Playing in the mountains comes with an adverse side effect: traffic. Miles of it. And while warming up your vocal chords to the latest Carly Rae Jepsen hit seems productive, your muscles could probably use the warm-up even more because nothing’s worse than stepping out in Aspen with stiff legs. Prevent pre-hike and -bike rigidity with these in-car stretches from Kevin Younger, physical therapist and owner of Athletic Improvement Center in Fort Collins.

Upper Trap: If traffic is at a standstill, reach behind your back with your left hand, resting it at the center of your spine or right hip. With your right hand, reach over the top of your head until hand is over left ear. Gently pull your head towards the right shoulder until you feel a stretch. Hold for 10 seconds. Switch sides; repeat three times (or as necessary). This stretch will help counteract the poor posture soreness that comes with a three- to four-hour ride.

Hamstring: Passengers, lean your seat all the way back and scoot backwards until your legs are straightened in front of you. Keeping back straight, flex toes and lean forward, reaching for toes. Hold for 30 seconds; repeat every half hour. This move prevents tight hamstrings and lower back pain.

Butt: Clench your tush and hold for five seconds. Relax; repeat 10 times. This mini-stretch will tone your deriere while keeping it from going numb on the long ride.

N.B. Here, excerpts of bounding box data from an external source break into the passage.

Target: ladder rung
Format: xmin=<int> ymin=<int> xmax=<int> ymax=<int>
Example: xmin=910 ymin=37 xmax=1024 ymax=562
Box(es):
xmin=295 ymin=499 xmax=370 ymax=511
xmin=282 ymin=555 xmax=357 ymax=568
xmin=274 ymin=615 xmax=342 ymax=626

Ankles: If using cruise control, flex and point toes 20 times. Repeat as necessary. This move will keep blood from pooling and ankles from swelling. Compression socks will help even more.

Posterior Shoulder: When traffic is at a standstill, stretch left arm straight in front of you. Curl right arm around left elbow, and slowly pull left arm toward opposite shoulder, keeping left arm straight. Hold for 10 seconds. Switch sides; repeat five times or as necessary.